Epsilon-squared

Calculates epsilon-squared as an effect size statistic, following a Kruskal-Wallis test, or for a table with one ordinal variable and one nominal variable; confidence intervals by bootstrap

Usage

epsilonSquared(
  x,
  g = NULL,
  group = "row",
  ci = FALSE,
  conf = 0.95,
  type = "perc",
  R = 1000,
  histogram = FALSE,
  digits = 3,
  reportIncomplete = FALSE,
  ...
)

Arguments

x: Either a two-way table or a two-way matrix. Can also be a vector of observations of an ordinal variable.
g: If x is a vector, g is the vector of observations for the grouping, nominal variable.
group: If x is a table or matrix, group indicates whether the "row" or the "column" variable is the nominal, grouping variable.
ci: If TRUE, returns confidence intervals by bootstrap. May be slow.
conf: The level for the confidence interval.
type: The type of confidence interval to use.
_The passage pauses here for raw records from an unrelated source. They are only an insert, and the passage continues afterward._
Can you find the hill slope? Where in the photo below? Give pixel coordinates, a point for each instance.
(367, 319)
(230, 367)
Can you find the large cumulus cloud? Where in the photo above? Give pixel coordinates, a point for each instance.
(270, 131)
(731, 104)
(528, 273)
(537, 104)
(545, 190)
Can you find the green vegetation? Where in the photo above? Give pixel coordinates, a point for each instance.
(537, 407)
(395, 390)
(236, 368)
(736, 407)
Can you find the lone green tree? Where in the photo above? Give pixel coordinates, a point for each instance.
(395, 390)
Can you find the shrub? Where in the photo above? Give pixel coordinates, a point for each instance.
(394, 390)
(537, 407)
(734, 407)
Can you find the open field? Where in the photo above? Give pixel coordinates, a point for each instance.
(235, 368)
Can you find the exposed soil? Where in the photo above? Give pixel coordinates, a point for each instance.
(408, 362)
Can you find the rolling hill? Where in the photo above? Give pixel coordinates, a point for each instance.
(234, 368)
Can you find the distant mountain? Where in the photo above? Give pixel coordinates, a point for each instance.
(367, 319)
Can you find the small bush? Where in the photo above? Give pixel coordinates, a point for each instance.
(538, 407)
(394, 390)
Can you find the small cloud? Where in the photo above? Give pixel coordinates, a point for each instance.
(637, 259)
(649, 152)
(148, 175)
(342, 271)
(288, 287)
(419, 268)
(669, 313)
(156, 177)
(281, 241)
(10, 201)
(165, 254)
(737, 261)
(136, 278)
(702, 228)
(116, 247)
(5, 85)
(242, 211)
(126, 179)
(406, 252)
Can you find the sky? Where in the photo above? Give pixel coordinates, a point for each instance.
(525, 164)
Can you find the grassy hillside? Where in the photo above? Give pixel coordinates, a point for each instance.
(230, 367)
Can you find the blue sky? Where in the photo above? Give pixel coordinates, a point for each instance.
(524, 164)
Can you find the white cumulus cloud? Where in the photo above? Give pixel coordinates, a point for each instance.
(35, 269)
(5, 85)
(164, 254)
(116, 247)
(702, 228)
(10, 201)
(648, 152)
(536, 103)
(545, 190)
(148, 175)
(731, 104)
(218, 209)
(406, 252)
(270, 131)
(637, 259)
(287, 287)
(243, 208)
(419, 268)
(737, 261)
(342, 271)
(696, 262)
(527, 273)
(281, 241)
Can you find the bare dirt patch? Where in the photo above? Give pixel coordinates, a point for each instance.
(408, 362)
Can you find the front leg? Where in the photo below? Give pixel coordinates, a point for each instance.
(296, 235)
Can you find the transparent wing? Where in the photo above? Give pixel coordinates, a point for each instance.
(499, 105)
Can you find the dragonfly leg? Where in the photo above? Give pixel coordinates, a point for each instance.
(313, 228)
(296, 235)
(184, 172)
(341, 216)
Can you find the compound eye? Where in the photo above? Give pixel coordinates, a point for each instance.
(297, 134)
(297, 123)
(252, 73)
Can be any of "norm", "basic", "perc", or "bca". Passed to boot.ci.
R: The number of replications to use for bootstrap.
histogram: If TRUE, produces a histogram of bootstrapped values.
digits: The number of significant digits in the output.
reportIncomplete: If FALSE (the default), NA will be reported in cases where there are instances of the calculation of the statistic failing during the bootstrap procedure.
...: Additional arguments passed to the kruskal.test function.

Value

A single statistic, epsilon-squared. Or a small data frame consisting of epsilon-squared, and the lower and upper confidence limits.

Details

Epsilon-squared is used as a measure of association for the Kruskal-Wallis test or for a two-way table with one ordinal and one nominal variable.

Currently, the function makes no provisions for NA values in the data. It is recommended that NAs be removed beforehand.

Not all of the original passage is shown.